Producing nitrogen based fertilizers is very profitable if natural gas prices are low and fertilizer prices are high. Fertilizer prices go up when grain - corn and wheat - prices are up. The last couple of years have been very good for these companies with low gas prices, high grain prices and tremendous profit margins. Investors should always bear in mind that if natural gas prices ever increase significantly, profits for these companies could be severely squeezed.
These companies all have a distribution policy of a full payout of the quarterly distributable cash flow. These distributions can and do vary significantly from quarter to quarter. The dividend volatility can be seen in this chart of the Terra Nitrogen quarterly distributions:
TNH Dividend data by YCharts
Rentech Nitrogen Grow Through Acquisition and Expansion
Breaking out of the mold of living off the production of a single production facility, Rentech Nitrogen acquired a second fertilizer plant in late 2012. The Pasadena, Texas plant acquired through the purchase of Agrifos Holdings is the third largest producer of ammonium sulfate fertilizer. According to the press release announcing the acquisition the product margins and seasonality of sales of the added product lines are generally less variable than those of ammonia.

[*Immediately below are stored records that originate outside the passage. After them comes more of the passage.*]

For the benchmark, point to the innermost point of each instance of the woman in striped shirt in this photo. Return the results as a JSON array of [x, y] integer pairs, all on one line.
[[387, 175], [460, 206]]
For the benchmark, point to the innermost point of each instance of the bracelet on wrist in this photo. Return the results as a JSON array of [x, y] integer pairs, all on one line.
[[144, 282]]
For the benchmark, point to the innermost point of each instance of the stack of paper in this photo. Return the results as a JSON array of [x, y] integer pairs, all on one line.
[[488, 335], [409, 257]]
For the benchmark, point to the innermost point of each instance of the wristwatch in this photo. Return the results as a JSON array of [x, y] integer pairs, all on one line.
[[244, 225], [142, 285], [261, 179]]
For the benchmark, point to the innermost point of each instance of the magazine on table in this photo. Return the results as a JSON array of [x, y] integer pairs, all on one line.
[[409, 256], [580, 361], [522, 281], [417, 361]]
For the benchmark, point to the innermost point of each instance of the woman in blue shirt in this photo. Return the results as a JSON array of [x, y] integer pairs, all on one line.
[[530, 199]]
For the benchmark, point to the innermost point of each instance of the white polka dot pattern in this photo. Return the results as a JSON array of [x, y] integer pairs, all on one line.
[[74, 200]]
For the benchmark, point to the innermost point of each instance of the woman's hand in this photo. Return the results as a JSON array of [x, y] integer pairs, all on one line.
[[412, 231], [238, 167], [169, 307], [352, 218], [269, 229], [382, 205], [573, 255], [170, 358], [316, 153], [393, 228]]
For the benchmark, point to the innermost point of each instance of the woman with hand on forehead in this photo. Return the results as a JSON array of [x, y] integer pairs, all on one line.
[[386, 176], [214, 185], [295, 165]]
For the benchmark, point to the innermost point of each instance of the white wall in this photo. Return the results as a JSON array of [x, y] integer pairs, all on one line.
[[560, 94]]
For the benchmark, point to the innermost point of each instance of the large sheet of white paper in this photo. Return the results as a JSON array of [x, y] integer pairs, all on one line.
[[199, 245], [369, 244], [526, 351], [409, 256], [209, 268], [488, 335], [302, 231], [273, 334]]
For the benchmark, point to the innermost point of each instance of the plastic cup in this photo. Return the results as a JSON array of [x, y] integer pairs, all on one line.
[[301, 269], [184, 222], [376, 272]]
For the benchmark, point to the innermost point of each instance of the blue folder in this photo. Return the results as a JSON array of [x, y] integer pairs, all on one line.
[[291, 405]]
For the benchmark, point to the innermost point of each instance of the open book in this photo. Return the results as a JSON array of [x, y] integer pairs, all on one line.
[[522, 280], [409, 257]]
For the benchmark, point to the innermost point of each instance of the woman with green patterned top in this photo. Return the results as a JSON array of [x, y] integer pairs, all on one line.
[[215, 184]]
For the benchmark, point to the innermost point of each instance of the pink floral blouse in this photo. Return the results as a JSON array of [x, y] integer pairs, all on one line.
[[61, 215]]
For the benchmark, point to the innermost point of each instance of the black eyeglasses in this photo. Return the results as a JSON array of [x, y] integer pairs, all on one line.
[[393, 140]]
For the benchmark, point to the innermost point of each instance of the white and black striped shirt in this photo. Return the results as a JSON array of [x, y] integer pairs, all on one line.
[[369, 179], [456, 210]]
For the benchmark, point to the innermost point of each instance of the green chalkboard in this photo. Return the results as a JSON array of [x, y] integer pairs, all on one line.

Rentech Nitrogen plans to complete expansion projects at both plants in 2013, increasing capacity on several products by about 20%. For 2014 and 2015, the company is planning to add a 15 megawatt steam turbine at the Pasadena plant that will use steam producing by production to provide power for the plant and to sell into the power grid.
A Word on Rentech, Inc.
Rentech, Inc. (NASDAQ:RTK) owns the general partner and 60% of the limited partner units of Rentech Nitrogen. The company does not receive incentive distribution rights from Nitrogen. The other businesses of Rentech, Inc. were attempts to produce viable operations from clean fuels and renewable energy technologies. For 2013, Rentech has all but shutdown its other operations and is currently just a cash collector of the Rentech Nitrogen distributions. The company is looking for ways to possibly sell some of its technology intellectual property and real estate and then find some new lines of business. At this point in time, I do not see any added value in Rentech, Inc. compared to Rentech Nitrogen Partners.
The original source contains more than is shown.